No living thing ever had his care. To these square pieces of paper he has devoted all his life. To obtain them he has schemed and worried and worked and lived.
Of all the stamps in his collection, Signor had one which had given him the greatest trouble and which he had nursed for years. It was the only postage stamp left of a first emission of one of the Bahama Islands.
For some reason or other this stamp was perforated and the edge around the holes in the paper was thinning away with a rapidity which frightened the old philatelist.
He loved that stamp as a father loves a sick child of genius. There was not another one like it in the world. Not another bit of carmine paper with a five-cornered crown and a small cross a little off centre.
There was a standing offer for the stamp by a philatelist of London who had tried for years to induce Signor to part with it, but the bent little man prized and loved the stamp even more, when he knew how much the other man across the waters wanted to have it.
Out of sheer perversity, he occasionally wrote to London to find out whether James Bolton would not offer a bigger price. With each increase the other offered, he grew in Signor's estimation. But to part with the "Bahama" was another question!

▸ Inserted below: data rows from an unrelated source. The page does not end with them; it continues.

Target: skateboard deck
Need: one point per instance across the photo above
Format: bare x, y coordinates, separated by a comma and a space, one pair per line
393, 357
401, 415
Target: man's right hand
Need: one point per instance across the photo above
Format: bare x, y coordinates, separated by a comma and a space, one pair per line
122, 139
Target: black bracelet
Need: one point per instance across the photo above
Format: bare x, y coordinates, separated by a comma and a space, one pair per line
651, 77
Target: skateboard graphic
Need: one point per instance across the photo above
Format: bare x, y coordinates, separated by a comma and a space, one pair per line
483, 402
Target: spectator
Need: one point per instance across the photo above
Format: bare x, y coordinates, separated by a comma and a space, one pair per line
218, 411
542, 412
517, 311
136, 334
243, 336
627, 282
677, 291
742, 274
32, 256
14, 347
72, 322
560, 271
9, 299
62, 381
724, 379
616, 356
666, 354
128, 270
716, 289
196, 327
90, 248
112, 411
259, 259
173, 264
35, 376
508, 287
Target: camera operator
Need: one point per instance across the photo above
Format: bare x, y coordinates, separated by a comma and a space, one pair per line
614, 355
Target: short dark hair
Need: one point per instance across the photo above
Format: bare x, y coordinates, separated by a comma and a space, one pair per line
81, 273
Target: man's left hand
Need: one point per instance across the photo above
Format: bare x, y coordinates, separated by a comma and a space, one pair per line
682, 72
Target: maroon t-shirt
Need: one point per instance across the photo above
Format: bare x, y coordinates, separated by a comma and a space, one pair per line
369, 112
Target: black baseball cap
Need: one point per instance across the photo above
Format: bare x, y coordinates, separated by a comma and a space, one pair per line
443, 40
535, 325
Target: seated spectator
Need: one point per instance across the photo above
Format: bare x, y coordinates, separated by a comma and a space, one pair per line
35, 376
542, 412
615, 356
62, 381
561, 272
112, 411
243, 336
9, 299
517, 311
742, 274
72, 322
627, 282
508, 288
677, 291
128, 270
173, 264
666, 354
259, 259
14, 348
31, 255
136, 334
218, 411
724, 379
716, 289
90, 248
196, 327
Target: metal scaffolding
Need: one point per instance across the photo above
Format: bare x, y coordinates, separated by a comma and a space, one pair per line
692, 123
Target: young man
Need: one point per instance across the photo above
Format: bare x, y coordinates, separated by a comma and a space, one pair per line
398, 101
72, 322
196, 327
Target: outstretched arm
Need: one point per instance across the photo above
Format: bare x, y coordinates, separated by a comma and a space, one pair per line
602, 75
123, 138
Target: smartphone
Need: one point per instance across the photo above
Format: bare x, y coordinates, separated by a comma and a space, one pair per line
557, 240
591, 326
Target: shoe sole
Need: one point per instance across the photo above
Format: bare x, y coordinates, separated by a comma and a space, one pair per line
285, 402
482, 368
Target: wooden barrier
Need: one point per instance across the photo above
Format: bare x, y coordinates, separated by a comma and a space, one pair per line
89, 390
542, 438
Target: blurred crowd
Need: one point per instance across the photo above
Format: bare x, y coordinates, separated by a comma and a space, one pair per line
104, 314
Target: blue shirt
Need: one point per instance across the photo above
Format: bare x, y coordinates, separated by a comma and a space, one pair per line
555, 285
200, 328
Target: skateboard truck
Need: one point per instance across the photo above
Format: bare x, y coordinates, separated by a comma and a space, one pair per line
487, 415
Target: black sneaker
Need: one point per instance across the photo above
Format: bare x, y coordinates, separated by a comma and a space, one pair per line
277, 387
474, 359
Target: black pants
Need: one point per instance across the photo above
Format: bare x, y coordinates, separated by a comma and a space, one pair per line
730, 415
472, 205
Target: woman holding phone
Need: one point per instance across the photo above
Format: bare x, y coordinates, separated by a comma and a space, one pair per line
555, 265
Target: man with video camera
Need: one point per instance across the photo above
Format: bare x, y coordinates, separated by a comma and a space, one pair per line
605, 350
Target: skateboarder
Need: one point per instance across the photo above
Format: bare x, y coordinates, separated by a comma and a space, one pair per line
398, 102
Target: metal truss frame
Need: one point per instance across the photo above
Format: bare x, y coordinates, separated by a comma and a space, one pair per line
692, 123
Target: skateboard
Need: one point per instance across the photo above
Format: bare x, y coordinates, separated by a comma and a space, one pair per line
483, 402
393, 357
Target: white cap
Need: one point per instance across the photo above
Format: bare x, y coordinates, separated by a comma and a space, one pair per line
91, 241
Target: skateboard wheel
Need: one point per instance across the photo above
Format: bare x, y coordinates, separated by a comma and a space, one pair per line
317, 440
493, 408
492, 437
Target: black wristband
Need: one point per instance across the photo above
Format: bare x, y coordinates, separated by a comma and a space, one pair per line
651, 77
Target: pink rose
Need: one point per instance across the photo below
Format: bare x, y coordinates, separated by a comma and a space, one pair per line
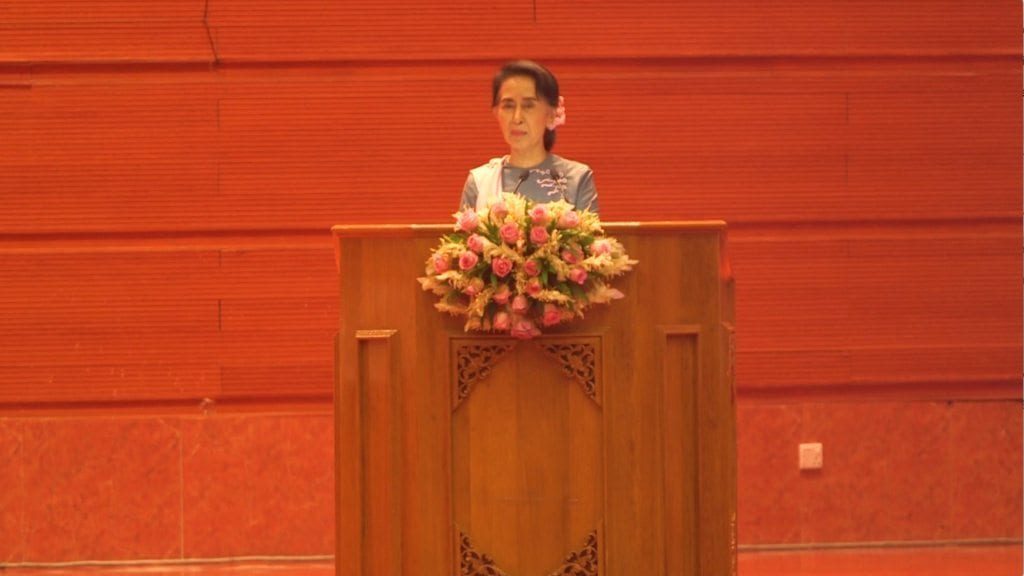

And suddenly, through some other philatelist, Signor learned that there existed in Mexico City another "Bahama," just like his own. At first he pretended that he did not believe the report. He was so sure that the one he had was unique!
But little by little the suspicion of such possibility wormed itself into him and undermined his confidence. He looked at the stamp, questioningly, as one would at the corpse of a dead woman, whose faithfulness was just impugned, but there was no answer.